Born: April 16, 1819, Boston, Massachusetts.
Died: February 2, 1881, Manhattan, New York.
Buried: Saint Johnland Cemetery, Kings Park, New York.
Edward was the son of Abiel Washburn, Jr., and Paulina Tucker, and husband of Frances Hall Lindsly.
He attended the Boston Latin School, where he won a Franklin Medal, then studied at Harvard. When he graduated from Harvard on August 29, 1838, the order of exercises for Commencement listed A Dissertation,
The Sensibility which terminates in Imagination,
Edward Abiel Washburn, Boston.
After Harvard, Washburn studied theology at Andover and New Haven, and entered the Congregational ministry. In 1844, having been ordained in the Protestant Episcopal Church, he became rector of St. Paul’s, Newburyport, Massachusetts, where he stayed until 1851.
He spent 1851–52 visiting Egypt, Palestine, India and China.
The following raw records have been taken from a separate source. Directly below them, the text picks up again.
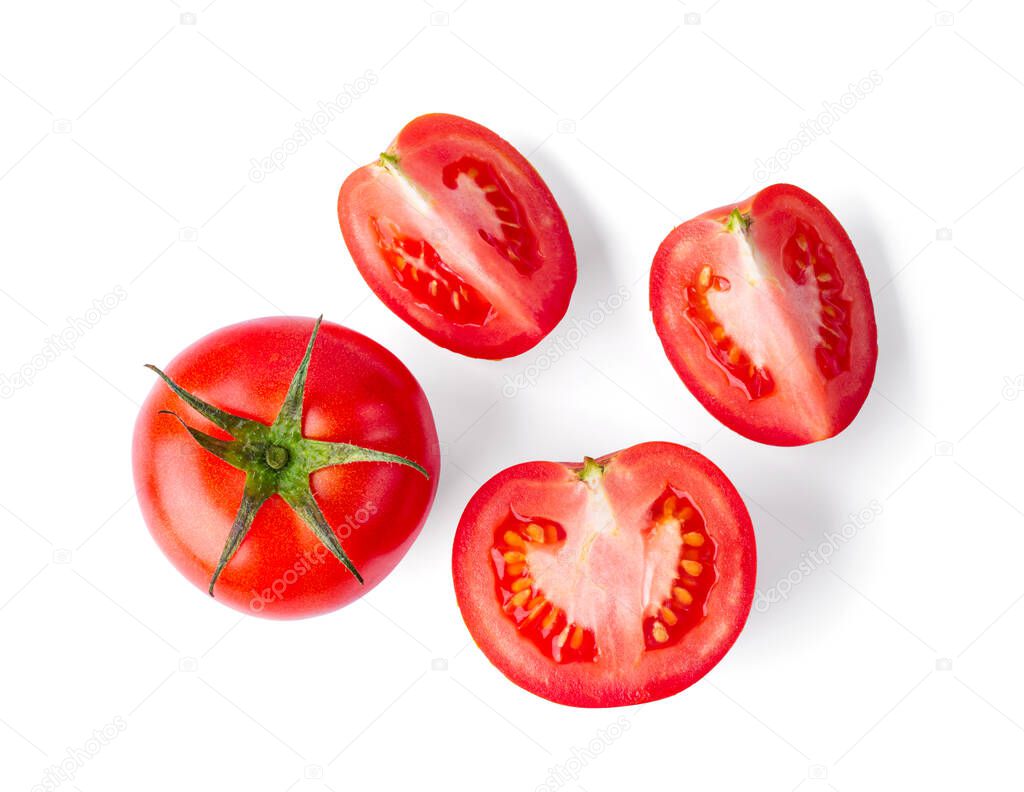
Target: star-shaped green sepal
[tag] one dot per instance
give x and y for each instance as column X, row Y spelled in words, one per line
column 276, row 460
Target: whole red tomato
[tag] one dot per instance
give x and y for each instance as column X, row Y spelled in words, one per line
column 457, row 233
column 301, row 467
column 616, row 581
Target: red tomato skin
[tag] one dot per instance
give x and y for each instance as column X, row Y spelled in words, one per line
column 356, row 392
column 664, row 672
column 445, row 137
column 763, row 425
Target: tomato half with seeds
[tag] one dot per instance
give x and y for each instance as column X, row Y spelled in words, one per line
column 765, row 313
column 617, row 581
column 285, row 466
column 456, row 232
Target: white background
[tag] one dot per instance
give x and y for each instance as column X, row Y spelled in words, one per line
column 125, row 151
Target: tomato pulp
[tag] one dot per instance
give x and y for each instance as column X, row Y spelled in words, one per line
column 298, row 482
column 619, row 581
column 458, row 235
column 765, row 313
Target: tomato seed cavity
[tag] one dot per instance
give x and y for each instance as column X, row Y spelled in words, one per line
column 516, row 244
column 665, row 623
column 755, row 380
column 540, row 620
column 806, row 255
column 417, row 267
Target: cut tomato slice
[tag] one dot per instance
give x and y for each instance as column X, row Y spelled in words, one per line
column 619, row 581
column 765, row 313
column 454, row 230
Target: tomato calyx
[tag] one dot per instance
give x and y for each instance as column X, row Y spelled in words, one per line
column 737, row 221
column 276, row 460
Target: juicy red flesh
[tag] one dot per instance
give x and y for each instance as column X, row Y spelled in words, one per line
column 806, row 255
column 543, row 622
column 417, row 267
column 517, row 244
column 686, row 605
column 757, row 381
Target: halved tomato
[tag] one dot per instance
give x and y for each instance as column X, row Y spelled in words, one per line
column 615, row 581
column 457, row 234
column 765, row 313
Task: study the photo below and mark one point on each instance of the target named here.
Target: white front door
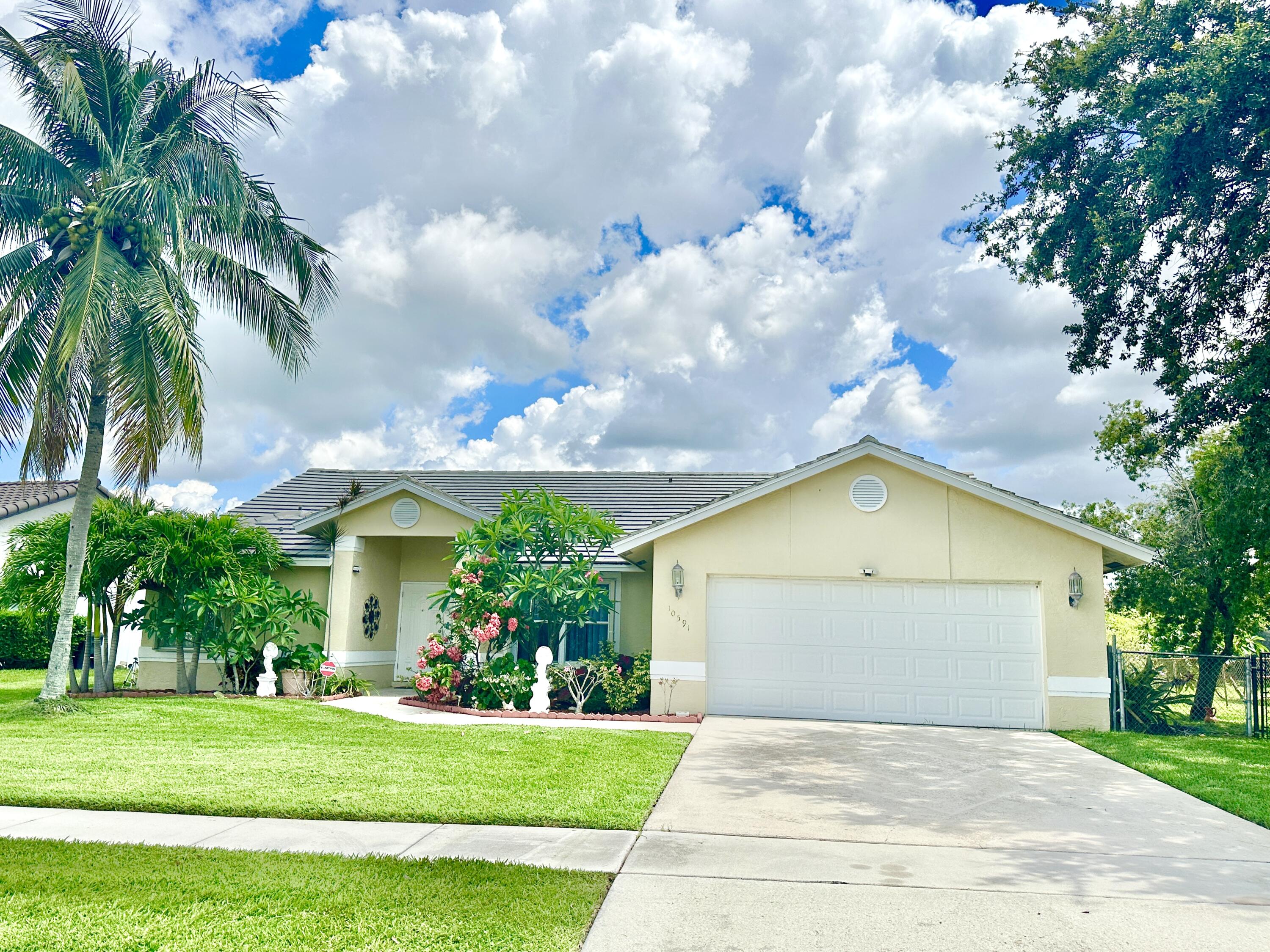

He then served as rector of St. John’s, Hartford, Connecticut (1853–62); Professor of Church Polity, Berkeley Divinity School, Middletown, Connecticut; rector of St. Mark’s, Philadelphia, Pennsylvania (1862–65); and rector of Calvary Church, New York (1865–81).
In 1871, Washburn was a delegate to the Evangelical Alliance, and in 1872 he visited Spain. In 1873, he attended sessions of the Evangelical Alliance in New York, and in 1879, visited Basel, Switzerland. In the summer of 1880, he traveled on horseback in Virginia and North Carolina.